Alevy, I used the code that you mentioned and is working great. But the issue I am having is, I have multiple groups of records as mentioned below and 2 fiscal years for each group. In each group, a missing value should be obtained from previous row until the end of fiscal year. At the begining of fiscal year, if the value is 0 it should remain 0 until there is a value. yr dt x1 x2 cnt 2010 10/1/2009 toy1 ca 1 2010 10/2/2009 toy1 ca 8 ----- ----- --- -- 2010 9/30/2010 toy1 ca 40 2009 10/1/2008 toy2 vt 1 2009 10/2/2008 toy2 vt 1 2009 10/3/2008 toy2 vt 5 - - - - - - - - - - - - - -
But using the above code, for few groups previous row value is being passed to another group or the same group if the value at beginning of fiscal year is 0. I have included the condition to check if the date is in between the fiscal year start date & fiscal year end date. I have been trying couple of things, but it is not working as I expect. Please let me know if you have any thoughts.

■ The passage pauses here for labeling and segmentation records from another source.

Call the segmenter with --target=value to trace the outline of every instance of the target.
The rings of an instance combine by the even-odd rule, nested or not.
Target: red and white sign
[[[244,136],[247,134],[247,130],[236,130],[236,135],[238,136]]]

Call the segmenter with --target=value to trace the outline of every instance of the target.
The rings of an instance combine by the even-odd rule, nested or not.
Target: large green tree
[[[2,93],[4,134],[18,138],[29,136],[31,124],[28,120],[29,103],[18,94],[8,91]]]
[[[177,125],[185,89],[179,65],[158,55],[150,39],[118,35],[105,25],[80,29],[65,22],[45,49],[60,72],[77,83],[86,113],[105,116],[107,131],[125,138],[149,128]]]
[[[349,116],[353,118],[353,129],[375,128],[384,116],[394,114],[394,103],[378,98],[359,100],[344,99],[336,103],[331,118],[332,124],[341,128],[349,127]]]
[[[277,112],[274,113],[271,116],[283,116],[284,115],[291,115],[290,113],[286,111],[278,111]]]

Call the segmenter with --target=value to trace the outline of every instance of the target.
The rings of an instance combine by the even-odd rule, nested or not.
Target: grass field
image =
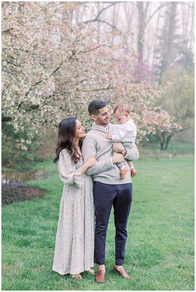
[[[45,196],[2,208],[2,290],[194,290],[194,156],[142,157],[134,165],[124,265],[130,280],[112,270],[112,212],[104,284],[87,272],[77,281],[52,271],[63,184],[57,166],[47,161],[37,167],[49,177],[29,182]]]

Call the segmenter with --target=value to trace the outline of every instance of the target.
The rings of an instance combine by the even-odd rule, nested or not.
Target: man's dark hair
[[[91,116],[92,114],[96,115],[99,114],[99,110],[105,107],[106,105],[106,103],[102,100],[93,100],[89,104],[88,110]]]

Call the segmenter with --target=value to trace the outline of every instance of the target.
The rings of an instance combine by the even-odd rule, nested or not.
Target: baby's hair
[[[118,110],[120,112],[127,113],[129,114],[130,113],[130,109],[127,105],[124,103],[119,103],[115,107],[114,110],[113,114],[114,114],[116,111]]]

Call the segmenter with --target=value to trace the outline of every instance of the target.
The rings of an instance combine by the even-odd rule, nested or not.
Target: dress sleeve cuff
[[[112,162],[112,159],[111,157],[110,157],[110,159],[111,159],[111,163],[112,165],[112,167],[114,167],[114,165],[113,164],[113,162]]]

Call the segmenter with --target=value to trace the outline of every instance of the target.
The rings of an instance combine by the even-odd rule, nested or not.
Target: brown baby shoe
[[[137,171],[136,169],[135,169],[134,167],[131,169],[131,176],[132,178],[133,178],[137,174]]]
[[[119,174],[121,175],[121,179],[123,180],[129,170],[127,167],[125,167],[123,170],[121,170],[119,172]]]

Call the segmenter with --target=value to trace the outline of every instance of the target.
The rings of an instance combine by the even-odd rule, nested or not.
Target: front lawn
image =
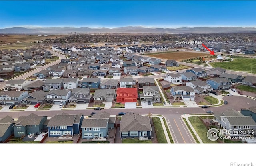
[[[241,90],[244,90],[250,92],[256,93],[256,88],[246,85],[240,85],[236,87],[236,88]]]
[[[152,119],[155,127],[157,142],[159,143],[167,143],[166,138],[165,137],[160,119],[158,117],[152,117]]]
[[[127,138],[122,139],[122,143],[124,144],[152,143],[151,140],[139,140],[138,138]]]
[[[210,96],[206,96],[204,98],[204,99],[211,104],[218,104],[219,102],[217,99],[215,98],[214,98]]]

Try modifying the tJavaRow as follows:
output_row.DT = input_row.DT;
if (input_row.cnt!=null)
output_row.cnt = input_row.cnt;
else if (<current record's fiscal year end date>.after(context.FiscalYear))
output_row.cnt = 0;
context.FiscalYear = <current record's fiscal year end date>;
where context.FiscalYear is a Date, initialised with any date that is before the end of the earliest fiscal year e.g. 01/01/1900.
That will reset the output to zero each time the fiscal year changes (including on the first record) and then carry that zero forward until you have an incoming value.